La « névrose d’échec »

A l’école, à l’université ou en entreprise, la pression insidieuse de la comparaison et de la compétition peut conduire à ce que les psychologues nomment « névrose d’échec » : lorsqu’on capitule avant même d’avoir essayé parce qu’on est inconsciemment persuadé qu’on échouera. On provoque donc l’échec avant qu’il advienne. On le poursuit malgré soi.

Cette pression est particulièrement vive sur les réseaux sociaux, dont on ne sait plus s’ils véhiculent du réel ou du symbolique. Un bref coup d’œil sur l’un d’entre eux, Instagram, né lui aussi dans la Silicon Valley en 2010 puis acquis par son grand frère Facebook, nous apprend que l’esthétique de l’échec n’y a pas sa place. L’horizon qui y est proposé, et entretenu par des millions d’utilisateurs, n’est que l’illusion d’une vie parfaite. Toute comparaison est impossible à tenir.

Berlin, juillet 2017. Le PDG de la start-up SoundCloud, Alexander Ljung, annonce sur le blog de l’entreprise que 173 employés (40 % des effectifs) vont être licenciés. Dans son court texte, modestement titré « Une note d’Alex Ljung » comme s’il s’agissait d’un pense-bête, il rappelle qu’il est de son devoir d’assurer le « succès indépendant » de l’entreprise. Il n’avait donc pas d’autre choix que de fermer les bureaux de Londres et de San Francisco. Il ne parle pas d’échec.

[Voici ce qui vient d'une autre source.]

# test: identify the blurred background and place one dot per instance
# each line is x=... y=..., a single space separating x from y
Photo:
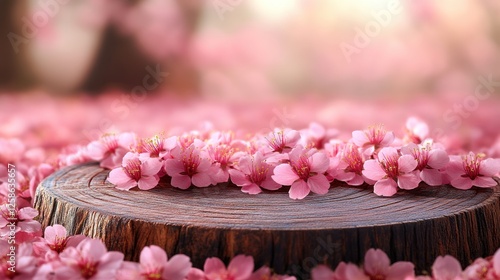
x=346 y=64
x=237 y=48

Il mentionne en une ligne que cette décision était désagréable à prendre et remercie ses employés.

On savait que dans le monde de l’entreprise, « remercier » signifie également « licencier ». Dans la novlangue des start-up, les euphémismes vont plus loin : on dit de l’employé remercié qu’il est « parti vers de nouvelles aventures ». On s’évertue à chasser le négatif des signifiants. L’échec en soi est valorisé dans le discours et la portée négative du mot, dédramatisée. Ainsi, valoriser son propre échec n’est plus qu’un nouveau moyen de se déresponsabiliser.

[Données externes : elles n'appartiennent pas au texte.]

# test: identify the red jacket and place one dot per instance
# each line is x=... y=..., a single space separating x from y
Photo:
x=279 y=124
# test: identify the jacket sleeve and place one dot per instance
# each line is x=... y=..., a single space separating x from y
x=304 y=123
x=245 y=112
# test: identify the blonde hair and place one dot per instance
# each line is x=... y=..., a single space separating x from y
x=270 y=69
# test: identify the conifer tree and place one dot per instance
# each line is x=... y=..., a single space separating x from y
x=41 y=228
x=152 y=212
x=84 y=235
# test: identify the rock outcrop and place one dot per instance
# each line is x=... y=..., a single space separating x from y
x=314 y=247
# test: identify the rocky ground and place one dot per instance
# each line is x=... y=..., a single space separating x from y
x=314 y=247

Mathilde Ramadier née en 1987 à Valence (Drôme) est auteure d’essais (chez Actes Sud, Premier Parallèle), de bandes dessinées (chez Futuropolis, Dargaud, Le Seuil), et traductrice de l’allemand et de l’anglais (au Seuil et aux éditions Ici Même). Elle s’est installée à Berlin en 2011 et a eu l’occasion de travailler en parallèle dans diverses start-up pendant quatre années, expériences qu’elle raconte dans son ouvrage « Bienvenue dans le nouveau monde. Comment j’ai survécu à la coolitude des start-ups » (Premier Parallèle, 2017). Graphiste d’une première formation à Paris puis diplômée de l’ENS en philosophie contemporaine (2011), elle vit aujourd’hui entre Berlin et Arles (Bouches-du-Rhône). Elle s’intéresse aux questions liées au travail, mais aussi à l’écologie, à la psychanalyse et au féminisme.